A CONSULTA



Todos insistiam que eu fosse ao psiquiatra. Lá eu resolveria de vez o que diziam ser o meu “baixo astral contagioso”. Porém, já havia decidido que não iria pagar um monte de grana para ficar falando coisas que me incomodavam a um estranho. Era coisa de louco e eu não era louco.

O negócio é que uma amiga disse que conhecia uma doutora que cobrava muito pouco e era uma profissional reconhecida. Fui.
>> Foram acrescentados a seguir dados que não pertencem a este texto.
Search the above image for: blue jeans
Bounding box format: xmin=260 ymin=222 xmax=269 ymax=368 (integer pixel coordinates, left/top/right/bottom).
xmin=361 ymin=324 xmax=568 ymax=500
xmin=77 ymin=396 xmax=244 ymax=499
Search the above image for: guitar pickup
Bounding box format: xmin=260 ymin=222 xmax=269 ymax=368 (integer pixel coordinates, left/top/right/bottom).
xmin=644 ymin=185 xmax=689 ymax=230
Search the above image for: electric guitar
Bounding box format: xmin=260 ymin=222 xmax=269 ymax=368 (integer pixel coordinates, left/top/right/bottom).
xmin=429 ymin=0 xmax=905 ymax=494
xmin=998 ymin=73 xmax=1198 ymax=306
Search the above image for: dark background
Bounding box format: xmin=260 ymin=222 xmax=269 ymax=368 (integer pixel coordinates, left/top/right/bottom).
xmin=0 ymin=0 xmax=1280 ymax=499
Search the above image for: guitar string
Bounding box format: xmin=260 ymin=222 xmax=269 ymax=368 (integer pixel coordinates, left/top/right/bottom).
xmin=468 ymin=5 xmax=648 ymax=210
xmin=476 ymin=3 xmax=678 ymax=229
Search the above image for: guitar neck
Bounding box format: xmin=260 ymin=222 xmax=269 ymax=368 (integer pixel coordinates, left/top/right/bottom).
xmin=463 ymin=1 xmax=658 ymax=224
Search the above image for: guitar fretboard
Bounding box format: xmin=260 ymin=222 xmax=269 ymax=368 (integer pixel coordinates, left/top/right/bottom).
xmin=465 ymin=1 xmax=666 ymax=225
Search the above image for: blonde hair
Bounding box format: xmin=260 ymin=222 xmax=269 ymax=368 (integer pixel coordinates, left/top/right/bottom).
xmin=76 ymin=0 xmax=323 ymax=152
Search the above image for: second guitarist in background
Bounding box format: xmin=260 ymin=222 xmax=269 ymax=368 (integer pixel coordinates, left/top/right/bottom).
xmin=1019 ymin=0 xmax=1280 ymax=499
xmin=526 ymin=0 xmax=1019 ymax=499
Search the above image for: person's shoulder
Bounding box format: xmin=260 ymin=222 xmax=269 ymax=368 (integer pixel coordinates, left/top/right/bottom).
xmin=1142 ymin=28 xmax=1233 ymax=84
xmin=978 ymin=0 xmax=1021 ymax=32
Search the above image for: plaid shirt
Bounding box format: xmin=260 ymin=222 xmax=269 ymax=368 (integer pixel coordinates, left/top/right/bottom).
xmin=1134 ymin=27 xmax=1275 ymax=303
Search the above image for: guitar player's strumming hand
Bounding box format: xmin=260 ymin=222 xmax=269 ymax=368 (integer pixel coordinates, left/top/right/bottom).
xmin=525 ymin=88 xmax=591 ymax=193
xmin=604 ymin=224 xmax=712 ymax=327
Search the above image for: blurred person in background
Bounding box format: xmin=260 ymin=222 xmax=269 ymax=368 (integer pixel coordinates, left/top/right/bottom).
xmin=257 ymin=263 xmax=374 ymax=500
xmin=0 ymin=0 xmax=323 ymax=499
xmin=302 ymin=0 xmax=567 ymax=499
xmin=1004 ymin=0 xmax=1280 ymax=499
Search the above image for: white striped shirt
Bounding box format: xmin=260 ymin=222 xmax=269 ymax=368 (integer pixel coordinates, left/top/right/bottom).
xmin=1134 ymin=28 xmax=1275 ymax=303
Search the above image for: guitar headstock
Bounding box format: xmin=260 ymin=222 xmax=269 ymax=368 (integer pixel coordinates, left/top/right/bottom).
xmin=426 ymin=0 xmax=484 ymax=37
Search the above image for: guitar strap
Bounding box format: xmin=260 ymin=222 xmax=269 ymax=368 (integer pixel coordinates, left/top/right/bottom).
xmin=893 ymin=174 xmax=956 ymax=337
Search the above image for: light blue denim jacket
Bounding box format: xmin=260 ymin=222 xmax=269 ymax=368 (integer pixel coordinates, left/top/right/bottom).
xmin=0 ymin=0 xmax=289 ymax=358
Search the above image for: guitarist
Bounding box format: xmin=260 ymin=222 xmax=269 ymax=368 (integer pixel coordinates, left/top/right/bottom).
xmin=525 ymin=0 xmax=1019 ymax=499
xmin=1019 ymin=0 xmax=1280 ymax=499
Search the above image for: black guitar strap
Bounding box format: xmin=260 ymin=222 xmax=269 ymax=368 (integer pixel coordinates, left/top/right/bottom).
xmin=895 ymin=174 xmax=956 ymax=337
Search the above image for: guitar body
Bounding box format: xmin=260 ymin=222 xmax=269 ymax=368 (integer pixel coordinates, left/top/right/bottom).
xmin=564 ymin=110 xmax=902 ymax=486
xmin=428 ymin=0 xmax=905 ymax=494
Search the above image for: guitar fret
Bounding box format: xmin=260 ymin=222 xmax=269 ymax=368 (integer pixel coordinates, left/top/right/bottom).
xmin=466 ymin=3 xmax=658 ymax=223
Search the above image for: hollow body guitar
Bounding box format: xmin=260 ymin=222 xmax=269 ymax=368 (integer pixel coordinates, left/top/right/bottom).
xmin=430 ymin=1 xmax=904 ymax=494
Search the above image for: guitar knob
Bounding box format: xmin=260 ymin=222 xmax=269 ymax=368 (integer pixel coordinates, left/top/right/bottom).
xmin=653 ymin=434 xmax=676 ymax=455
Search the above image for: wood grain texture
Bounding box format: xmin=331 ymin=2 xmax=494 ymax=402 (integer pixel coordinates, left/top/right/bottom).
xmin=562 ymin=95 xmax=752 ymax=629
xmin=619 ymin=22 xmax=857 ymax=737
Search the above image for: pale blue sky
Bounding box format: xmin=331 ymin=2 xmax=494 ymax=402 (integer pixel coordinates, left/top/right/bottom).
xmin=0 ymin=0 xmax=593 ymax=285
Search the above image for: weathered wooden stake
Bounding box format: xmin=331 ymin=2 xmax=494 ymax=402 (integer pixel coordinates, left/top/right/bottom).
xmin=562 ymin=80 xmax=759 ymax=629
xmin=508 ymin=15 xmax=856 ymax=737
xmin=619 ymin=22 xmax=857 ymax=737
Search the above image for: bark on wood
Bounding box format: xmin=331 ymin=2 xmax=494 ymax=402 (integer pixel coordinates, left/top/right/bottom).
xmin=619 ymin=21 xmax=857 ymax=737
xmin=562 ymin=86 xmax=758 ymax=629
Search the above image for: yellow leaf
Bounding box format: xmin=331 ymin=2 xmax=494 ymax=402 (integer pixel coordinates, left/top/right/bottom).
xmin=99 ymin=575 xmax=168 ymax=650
Eu sempre imaginei que as psiquiatras fossem todas mulheres acima do peso com óculos de armação grossa que no fundo tinham mais neuroses que os próprios pacientes.

Apareceu uma ruiva de um metro e oitenta, talvez. Do tipo que frequenta academia três vezes por semana. Olhos gigantes que pareciam realmente observarem no fundo de nossas almas. Certo que ela lia meus pensamentos. Usava uma saia quase um palmo acima do joelho. Eu estava em sua frente e cada vez que ela descruzava e cruzava as pernas eu baixava os olhos para aquele par de joelhos.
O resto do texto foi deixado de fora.